'Fighting was fierce indeed, with casualties heavy among the British'
FIonan Lynch was born in 1889 in Kilmakerin, near Cahirsiveen in Co Kerry.
He trained as a teacher and taught in St Michan's School in Dublin from 1912 to 1916.
He was also an Irish scholar and was a member of the Keating Branch of the Gaelic League.
Fionan performed in plays in Irish during 1914 and 1915 and also translated a play from French to Irish for this purpose.
He joined the Irish Volunteers on their formation in November 1913 and trained - and led training - in north Dublin.
He was subsequently recruited into the IRB by his friend Sean MacDermott.
On Easter Monday 1916 Fionan's 1st battalion of the Irish Volunteers, in which he served as captain of F Company, assembled at Blackhall Place before marching to the nearby Four Courts.
The area was generally quiet until Wednesday but after that the Four Courts was continuously under fire, day and night.
Fionan and his men were active in the areas of Church Street, North King Street and at locations adjacent to the Four Courts.
In a later statement to the Bureau of Military History he wrote: "There was little fighting in our area until the Wednesday, but from that on until the surrender on Saturday evening the fighting was intense.
"I do not wish to boast about valour of my men - I shall merely say that it was a great honour for any man to be their captain."
In a note made in 1965 Fionan stated: "From [Wednesday] on the fighting was very fierce indeed, casualties very heavy among the British when they turned into Cuckoo Lane from North King Street.
"Probably explains the savagery of the British in shooting quite innocuous people in North King Street houses. This was unknown to us at the time."

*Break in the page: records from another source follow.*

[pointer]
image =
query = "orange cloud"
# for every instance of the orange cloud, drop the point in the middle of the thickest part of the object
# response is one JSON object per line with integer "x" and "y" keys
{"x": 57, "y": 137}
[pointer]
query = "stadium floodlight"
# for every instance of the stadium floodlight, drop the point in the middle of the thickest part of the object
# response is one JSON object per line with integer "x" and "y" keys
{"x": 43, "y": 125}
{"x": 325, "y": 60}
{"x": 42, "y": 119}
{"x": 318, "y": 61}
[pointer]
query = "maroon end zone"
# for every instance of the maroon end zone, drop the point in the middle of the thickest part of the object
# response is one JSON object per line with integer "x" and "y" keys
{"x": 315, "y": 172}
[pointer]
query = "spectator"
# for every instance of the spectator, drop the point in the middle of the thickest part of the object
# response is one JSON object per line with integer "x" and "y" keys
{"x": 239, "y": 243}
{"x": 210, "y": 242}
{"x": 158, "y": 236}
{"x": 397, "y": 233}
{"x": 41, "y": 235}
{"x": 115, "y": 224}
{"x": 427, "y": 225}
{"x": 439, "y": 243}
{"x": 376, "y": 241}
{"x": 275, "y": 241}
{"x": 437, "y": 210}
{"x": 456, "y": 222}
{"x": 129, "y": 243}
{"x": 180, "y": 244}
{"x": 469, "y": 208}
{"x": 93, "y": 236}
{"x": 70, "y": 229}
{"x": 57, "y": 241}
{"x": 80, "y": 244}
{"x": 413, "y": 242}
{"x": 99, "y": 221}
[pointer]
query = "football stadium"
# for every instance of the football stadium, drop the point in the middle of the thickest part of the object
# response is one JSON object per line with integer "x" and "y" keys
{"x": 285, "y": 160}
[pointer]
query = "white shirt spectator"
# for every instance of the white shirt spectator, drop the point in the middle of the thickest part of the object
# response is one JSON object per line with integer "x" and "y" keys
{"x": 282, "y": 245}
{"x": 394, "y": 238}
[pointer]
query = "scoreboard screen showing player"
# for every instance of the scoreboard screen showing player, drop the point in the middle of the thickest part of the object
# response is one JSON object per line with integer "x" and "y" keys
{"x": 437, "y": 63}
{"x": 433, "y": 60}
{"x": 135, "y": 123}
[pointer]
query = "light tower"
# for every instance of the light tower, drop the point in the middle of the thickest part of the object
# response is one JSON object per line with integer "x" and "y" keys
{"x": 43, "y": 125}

When the surrender order came to the battalion they felt they could continue the fight but Cmdt Ned Daly insisted that the order be obeyed.
After the surrender Fionan was detained in Kilmainham Gaol and sentenced to death.
This was commuted to 10 years penal servitude. He was first sent to Portland prison in Dorset, England and later to Frongoch internment camp in Wales, where he was held until December 1916.
On his release in 1917 he continued his revolutionary activities. He was jailed and undertook a hunger strike in Mountjoy Prison in 1918 to secure political status.
During the War of Independence he preached drilling and arming.
Fionan served on the secretariat of the Irish delegation that travelled to London in 1921 to negotiate the Anglo-Irish Treaty.
He supported the Treaty and later entered politics, serving as both a TD and minister in the 1920s.
He was also appointed a Circuit Court judge. Fionan Lynch died in 1966.